Why shim stock procurement is fiddly
Three things separate a "we can quote that" supplier from one who actually delivers usable shim stock:
1. Thickness tolerance is the whole product
For 0.05 mm shim stock at ±10% tolerance, you're getting material that could be 0.045-0.055 mm. That's a 20% range on a part whose entire purpose is precise thickness. Premium shim stock specifies ±3-5% tolerance, sometimes tighter. Verify the tolerance band per line — it's the single most important spec and the easiest one for low-cost suppliers to fudge.
2. Surface finish affects real-world gap
Two pieces of shim stock that both measure 0.305 mm by micrometer can produce different actual gaps if their surface roughness differs. Premium shim stock is rolled to a controlled finish (typically 2B finish for stainless — bright, smooth, cold-rolled). Cheap stock can have rolling marks, oil residue, or slight oxidation that adds 0.005-0.015 mm of effective thickness. Ask for a surface finish callout, not just thickness.

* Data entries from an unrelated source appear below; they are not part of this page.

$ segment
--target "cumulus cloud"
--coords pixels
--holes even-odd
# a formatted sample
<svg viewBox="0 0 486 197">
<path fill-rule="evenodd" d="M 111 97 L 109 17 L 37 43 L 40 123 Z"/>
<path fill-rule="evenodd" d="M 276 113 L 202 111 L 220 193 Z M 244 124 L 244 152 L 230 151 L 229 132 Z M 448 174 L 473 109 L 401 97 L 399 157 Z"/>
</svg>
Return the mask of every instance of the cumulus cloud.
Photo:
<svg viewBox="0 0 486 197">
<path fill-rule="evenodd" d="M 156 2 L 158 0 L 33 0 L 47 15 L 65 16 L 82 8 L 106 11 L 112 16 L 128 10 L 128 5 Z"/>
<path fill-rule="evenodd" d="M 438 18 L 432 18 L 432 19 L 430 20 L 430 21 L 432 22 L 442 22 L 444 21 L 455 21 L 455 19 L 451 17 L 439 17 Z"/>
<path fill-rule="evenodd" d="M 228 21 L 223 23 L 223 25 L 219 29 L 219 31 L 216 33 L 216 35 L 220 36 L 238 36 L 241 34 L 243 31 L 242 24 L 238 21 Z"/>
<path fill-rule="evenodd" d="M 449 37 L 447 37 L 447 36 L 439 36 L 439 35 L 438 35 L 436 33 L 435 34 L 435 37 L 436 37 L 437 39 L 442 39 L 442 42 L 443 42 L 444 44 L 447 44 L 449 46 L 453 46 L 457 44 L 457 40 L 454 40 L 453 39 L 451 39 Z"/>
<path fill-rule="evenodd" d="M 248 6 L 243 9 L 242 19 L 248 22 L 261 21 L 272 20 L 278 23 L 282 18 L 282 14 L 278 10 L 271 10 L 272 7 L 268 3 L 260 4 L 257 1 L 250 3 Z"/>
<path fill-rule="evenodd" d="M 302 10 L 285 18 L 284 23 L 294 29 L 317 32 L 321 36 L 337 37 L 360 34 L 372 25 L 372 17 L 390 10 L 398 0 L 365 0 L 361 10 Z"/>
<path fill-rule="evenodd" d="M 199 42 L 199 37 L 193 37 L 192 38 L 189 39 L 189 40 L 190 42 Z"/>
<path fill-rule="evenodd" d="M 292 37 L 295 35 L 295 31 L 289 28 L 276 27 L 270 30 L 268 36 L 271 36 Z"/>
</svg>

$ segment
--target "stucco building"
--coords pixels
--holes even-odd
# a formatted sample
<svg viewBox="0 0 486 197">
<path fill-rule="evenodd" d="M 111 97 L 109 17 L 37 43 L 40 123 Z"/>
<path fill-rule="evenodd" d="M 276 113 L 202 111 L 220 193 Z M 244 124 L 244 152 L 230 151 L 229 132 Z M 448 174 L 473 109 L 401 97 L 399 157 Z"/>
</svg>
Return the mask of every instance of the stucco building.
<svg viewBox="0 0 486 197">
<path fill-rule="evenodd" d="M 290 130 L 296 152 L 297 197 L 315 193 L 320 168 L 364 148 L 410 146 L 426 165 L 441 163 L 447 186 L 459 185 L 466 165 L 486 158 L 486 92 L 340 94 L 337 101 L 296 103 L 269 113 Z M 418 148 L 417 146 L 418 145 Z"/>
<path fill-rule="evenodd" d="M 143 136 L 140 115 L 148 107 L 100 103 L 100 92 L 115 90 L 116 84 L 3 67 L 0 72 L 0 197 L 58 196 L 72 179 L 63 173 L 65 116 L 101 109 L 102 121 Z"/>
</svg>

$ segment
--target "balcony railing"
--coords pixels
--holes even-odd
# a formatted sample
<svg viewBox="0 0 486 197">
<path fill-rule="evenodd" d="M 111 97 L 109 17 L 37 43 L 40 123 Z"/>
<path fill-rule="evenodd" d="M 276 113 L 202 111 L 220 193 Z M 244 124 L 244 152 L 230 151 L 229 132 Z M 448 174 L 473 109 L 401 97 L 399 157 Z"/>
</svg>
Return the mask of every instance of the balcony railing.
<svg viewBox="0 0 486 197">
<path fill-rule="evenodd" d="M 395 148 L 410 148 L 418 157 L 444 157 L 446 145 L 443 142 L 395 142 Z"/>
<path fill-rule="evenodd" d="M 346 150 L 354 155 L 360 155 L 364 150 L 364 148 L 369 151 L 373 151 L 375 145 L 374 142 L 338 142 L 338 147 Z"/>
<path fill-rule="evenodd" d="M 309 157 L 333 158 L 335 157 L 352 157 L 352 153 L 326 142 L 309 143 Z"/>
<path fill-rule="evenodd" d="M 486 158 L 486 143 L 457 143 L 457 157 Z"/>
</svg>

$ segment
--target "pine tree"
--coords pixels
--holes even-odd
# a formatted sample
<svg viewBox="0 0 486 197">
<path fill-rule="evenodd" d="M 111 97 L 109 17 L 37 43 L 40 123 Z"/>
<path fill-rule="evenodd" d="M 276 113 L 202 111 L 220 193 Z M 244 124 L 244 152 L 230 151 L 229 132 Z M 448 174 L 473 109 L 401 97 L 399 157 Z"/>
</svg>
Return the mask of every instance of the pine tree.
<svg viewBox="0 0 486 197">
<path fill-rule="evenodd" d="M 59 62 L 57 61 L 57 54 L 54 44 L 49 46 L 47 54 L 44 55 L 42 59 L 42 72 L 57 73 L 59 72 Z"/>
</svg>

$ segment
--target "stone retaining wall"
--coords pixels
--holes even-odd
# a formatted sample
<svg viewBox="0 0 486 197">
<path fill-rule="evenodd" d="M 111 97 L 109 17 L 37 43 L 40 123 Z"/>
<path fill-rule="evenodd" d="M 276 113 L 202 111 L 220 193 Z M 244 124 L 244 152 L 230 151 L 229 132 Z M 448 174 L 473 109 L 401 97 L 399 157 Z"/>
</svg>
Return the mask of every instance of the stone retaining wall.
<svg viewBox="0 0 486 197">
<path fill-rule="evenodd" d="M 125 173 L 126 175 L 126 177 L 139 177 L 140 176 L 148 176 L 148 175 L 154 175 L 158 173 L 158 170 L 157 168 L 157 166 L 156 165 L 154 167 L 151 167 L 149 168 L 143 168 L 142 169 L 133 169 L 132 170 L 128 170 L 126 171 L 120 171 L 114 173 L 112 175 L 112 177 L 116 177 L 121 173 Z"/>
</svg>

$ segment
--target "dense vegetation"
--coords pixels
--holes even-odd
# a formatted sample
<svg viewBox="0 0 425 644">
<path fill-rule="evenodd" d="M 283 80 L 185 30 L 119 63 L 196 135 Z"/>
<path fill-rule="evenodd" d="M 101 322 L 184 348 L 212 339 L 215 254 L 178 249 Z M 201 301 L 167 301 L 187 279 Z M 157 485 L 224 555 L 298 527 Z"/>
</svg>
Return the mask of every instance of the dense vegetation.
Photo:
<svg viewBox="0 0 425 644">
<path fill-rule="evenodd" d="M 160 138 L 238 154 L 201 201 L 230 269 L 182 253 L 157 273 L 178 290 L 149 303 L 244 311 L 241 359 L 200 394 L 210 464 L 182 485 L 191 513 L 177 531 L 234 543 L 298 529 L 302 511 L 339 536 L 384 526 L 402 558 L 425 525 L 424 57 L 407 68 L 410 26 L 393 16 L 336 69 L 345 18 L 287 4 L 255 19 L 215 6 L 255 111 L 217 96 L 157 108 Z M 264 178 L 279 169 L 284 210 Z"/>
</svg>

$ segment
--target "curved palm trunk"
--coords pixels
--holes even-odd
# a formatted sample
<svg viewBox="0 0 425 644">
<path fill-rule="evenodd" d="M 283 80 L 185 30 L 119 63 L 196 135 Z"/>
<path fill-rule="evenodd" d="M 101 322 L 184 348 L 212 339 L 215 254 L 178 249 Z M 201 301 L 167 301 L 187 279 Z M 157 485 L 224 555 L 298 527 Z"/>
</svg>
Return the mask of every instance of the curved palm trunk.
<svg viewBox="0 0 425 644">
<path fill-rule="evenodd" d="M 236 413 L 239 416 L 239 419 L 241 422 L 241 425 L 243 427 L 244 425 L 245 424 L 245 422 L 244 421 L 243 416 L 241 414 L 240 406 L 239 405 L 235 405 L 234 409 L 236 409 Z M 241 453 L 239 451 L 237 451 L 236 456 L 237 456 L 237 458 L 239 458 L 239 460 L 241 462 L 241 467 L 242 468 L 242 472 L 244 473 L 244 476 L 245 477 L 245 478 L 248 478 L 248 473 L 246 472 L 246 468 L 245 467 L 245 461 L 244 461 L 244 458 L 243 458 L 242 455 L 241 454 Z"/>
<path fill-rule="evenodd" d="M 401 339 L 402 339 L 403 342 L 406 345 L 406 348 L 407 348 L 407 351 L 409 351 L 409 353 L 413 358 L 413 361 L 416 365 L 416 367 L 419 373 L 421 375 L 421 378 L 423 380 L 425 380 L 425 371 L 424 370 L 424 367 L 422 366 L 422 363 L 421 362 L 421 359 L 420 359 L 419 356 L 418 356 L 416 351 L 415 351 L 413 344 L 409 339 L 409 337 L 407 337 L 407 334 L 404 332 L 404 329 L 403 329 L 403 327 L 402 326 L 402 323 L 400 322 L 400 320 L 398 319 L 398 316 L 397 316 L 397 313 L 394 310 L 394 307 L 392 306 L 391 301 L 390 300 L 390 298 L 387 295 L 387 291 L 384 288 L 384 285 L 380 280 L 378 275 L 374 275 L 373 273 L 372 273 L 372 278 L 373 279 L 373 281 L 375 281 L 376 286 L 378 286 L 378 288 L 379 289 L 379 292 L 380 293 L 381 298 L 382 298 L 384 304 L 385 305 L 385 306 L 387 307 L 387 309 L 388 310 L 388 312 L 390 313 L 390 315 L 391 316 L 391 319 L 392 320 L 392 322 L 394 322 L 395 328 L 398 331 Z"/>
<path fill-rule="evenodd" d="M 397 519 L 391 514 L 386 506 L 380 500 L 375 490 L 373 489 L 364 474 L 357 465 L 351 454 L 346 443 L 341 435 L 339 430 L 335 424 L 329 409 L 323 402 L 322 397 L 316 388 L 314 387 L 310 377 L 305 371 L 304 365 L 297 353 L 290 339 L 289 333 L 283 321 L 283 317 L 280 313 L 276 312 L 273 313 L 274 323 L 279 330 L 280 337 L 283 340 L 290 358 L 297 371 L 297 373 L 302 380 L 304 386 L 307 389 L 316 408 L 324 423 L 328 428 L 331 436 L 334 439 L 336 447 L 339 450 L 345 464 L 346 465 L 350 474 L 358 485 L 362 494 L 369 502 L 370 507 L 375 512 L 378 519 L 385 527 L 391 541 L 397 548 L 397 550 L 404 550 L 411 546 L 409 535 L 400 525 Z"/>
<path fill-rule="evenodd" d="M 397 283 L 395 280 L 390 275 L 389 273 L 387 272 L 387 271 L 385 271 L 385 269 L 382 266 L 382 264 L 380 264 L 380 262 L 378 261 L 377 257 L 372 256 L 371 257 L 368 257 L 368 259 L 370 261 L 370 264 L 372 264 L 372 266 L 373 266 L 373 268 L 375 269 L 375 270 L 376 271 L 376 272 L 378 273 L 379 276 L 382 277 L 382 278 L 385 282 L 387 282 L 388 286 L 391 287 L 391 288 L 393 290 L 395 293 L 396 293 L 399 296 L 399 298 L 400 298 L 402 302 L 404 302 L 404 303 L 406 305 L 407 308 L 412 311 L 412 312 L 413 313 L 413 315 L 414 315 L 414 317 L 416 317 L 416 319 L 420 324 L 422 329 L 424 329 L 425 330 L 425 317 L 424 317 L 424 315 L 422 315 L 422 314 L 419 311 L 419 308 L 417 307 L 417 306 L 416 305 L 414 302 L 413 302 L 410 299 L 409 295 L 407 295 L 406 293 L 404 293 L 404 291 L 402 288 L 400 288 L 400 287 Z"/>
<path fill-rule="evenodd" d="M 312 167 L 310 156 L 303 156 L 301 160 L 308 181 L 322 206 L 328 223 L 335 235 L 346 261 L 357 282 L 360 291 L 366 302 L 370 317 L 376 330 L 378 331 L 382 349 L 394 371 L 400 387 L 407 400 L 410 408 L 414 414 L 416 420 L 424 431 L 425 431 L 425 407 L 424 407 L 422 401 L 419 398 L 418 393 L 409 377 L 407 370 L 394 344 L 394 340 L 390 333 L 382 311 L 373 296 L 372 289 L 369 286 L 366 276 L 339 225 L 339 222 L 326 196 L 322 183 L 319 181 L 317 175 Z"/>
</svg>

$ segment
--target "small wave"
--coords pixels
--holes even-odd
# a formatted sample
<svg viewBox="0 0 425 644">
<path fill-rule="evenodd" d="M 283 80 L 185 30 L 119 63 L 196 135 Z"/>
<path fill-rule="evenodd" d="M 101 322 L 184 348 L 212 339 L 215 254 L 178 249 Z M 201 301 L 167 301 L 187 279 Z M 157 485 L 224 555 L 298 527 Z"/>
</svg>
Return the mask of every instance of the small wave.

3. Material grade matters more than buyers think
The buyer specified "Grade 304" on one line but left grade unspecified on the others. The unstated grade is often 304 by default, but Chinese suppliers will sometimes substitute 201 stainless (low-nickel, less corrosion-resistant) when the buyer doesn't pin down the grade. For shim stock in food-service or marine environments, 304 vs 201 is a real durability difference. For dry industrial use, less critical — but specify it anyway.
What separates a real shim stock supplier from a converter
1. Cold-rolling capability in-house
A real shim stock manufacturer cold-rolls the strip from heavier gauge stock down to the final thickness in-house. The roll-to-thickness process is precise and repeatable. A "converter" buys finished foil stock and rewinds it to specified widths — they're at the mercy of whoever rolled the original strip. For tight-tolerance shim, in-house rolling is preferred.
2. Slitting precision
6" width tolerance matters for fitting the shim into existing slotted storage and for cutting clean shim pieces to size. Premium suppliers slit to ±0.020" width tolerance; cheap suppliers can be ±0.040" or worse with burred edges. Burred edges are dangerous and indicate poor slitter maintenance.
3. Test documentation
For each batch: thickness micrometer readings at multiple points along the roll length (not just one spot), material chemistry certificate (the EN 10204 3.1 mill certificate showing actual chemistry), and ideally a hardness reading. Premium suppliers ship documentation with every roll; cheap suppliers say "we'll send it" and rarely follow through.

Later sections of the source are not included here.